Functional programming

D puts an emphasis on functional programming and provides first-class support for development in a functional style. See:

Pure functions

In D a function can be declared as pure, which implies that given the same input parameters, the same output is always generated. pure functions cannot access or change any mutable global state and are thus just allowed to call other functions which are pure themselves.

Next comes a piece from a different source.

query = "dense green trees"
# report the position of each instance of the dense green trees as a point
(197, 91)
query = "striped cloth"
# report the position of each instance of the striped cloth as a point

int add(int lhs, int rhs) pure {
    impureFunction(); // ERROR: unable to call impureFunction here
    return lhs + rhs;
}

This variant of add is called a strongly pure function because it returns a result dependent only on its input parameters without modifying them. D also allows the definition of weakly pure functions which might have mutable parameters:

void add(ref int result, int lhs, int rhs) pure {
    result = lhs + rhs;
}

These functions are still considered pure and can't access or change any mutable global state. Only passed-in mutable parameters can be altered. A strongly pure function can call a weakly pure function, because only temporary state is changed:

int add(int lhs, int rhs) pure {
    int result;
    add(result, lhs, rhs);
    return result;
}

Pure functions can allocate memory, and the result can be implicitly converted to other type qualifiers. For example, when the result is a pointer to mutable data, it can convert to immutable. This is because there are no mutable references to the result remaining after the call.

int* heap(int v) pure => new int(v);

immutable int* p = heap(42);

Due to the constraints imposed by pure, pure functions are ideal for multi-threading environments to prevent data races by design. Additionally pure functions can be cached easily and allow a range of compiler optimizations.

The pure attribute is automatically inferred by the compiler for templated, nested or literal functions and auto functions, where applicable (this is also true for @safe, nothrow, and @nogc).